Di samping itu, Emil juga menekankan, pentingnya melihat pandemi COVID-19 lewat kacamata kemanusiaan dan ilmiah untuk mengutamakan nilai tolong-menolong, toleransi, saling memahami, juga saling mendoakan. Untuk itu, pihaknya mengaku siap membantu DKI Jakarta dalam hal ketersediaan ruang isolasi rumah sakit.
Hingga 11 September 2020, tingkat keterisian rumah sakit rujukan COVID-19 di Jabar sekitar 44,33 persen dan dinilai aman karena angka tersebut di bawah standar Organisasi Kesehatan Dunia (WHO) yang menetapkan tingkat keterisian rumah sakit harus di bawah 60 persen.
"Jika ruang-ruang isolasi rumah sakit di Jawa Barat dibutuhkan untuk DKI, maka kami dengan senang hati juga berkenan memberikan dukungan (bantuan ruang isolasi). Karena selalu saya sampaikan, kita ini harus memperbanyak kolaborasi, kurangi kata kompetisi, karena kita sama-sama NKRI," jelasnya.

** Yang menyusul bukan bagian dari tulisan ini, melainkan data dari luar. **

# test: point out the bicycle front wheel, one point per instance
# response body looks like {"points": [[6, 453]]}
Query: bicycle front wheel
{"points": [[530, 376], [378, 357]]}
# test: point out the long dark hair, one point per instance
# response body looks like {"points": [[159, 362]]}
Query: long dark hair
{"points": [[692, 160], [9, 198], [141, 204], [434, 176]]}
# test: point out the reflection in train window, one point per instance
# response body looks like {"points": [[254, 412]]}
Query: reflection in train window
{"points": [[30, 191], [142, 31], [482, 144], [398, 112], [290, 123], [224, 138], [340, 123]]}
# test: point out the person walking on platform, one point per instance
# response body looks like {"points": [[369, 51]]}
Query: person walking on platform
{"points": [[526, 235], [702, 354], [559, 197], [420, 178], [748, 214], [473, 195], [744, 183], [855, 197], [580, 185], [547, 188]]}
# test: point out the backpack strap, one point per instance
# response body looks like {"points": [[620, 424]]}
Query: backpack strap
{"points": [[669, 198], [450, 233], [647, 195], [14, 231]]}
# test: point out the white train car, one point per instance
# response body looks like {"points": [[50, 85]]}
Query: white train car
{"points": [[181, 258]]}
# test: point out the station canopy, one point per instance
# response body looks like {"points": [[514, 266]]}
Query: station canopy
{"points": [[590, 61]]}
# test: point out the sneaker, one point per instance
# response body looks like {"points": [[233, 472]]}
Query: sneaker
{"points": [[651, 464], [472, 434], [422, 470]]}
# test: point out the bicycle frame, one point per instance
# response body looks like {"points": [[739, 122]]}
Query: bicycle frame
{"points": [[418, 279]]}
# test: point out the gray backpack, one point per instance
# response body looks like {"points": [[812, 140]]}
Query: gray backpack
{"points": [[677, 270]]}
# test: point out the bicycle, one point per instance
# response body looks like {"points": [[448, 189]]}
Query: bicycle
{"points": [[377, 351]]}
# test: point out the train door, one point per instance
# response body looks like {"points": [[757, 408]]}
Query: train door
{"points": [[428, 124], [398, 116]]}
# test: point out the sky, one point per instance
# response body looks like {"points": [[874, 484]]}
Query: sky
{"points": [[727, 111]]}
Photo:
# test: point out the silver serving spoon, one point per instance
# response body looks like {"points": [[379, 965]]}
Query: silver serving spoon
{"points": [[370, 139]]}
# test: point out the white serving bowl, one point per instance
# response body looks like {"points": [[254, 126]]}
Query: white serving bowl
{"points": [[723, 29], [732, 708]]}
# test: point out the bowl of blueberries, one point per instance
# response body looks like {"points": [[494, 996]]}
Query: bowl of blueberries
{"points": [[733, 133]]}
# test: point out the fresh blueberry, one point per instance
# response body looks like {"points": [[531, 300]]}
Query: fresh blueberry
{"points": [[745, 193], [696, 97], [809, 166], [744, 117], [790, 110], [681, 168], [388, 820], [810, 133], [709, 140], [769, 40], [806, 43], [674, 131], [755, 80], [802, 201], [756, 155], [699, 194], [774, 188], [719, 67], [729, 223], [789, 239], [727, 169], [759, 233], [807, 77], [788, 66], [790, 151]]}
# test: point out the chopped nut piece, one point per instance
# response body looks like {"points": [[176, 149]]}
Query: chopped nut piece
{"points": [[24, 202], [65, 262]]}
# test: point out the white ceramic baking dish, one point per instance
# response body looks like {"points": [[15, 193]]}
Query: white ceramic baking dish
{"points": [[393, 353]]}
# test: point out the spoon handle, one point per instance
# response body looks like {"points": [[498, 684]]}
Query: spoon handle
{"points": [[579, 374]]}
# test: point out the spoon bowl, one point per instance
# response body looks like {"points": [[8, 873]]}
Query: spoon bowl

Emil juga meminta, agar pemerintah pusat membantu daerah dalam meningkatkan rasio pengetesan COVID-19, khususnya bagi Jabar yang memiliki jumlah penduduk hampir 50 juta jiwa. Sebab, kata Emil, sampai saat ini kapasitas Jabar hanya sanggup di 0,6 persen. Itu pun sudah luar biasa, 50 ribu pengetesan dengan metode PCR per minggu.
Sedangkan, standar WHO terkait pengetesan COVID-19 perlu dilakukan terhadap minimal 1 persen dari total jumlah penduduk, sehingga masyarakat Jabar yang harus dites sebanyak kurang lebih 500 ribu orang.
"Tapi karena jumlah penduduk kami banyak, maka persentasenya selalu terlihat lebih kecil (dari provinsi lain). Jadi, kami mohon bantuan dari pemerintah pusat khususnya untuk Jawa Barat, yaitu untuk meningkatkan stok (kit) PCR-nya dan alat-alatnya sehingga kami bisa memenuhi syarat tadi (pengetesan standar WHO)," ucapnya.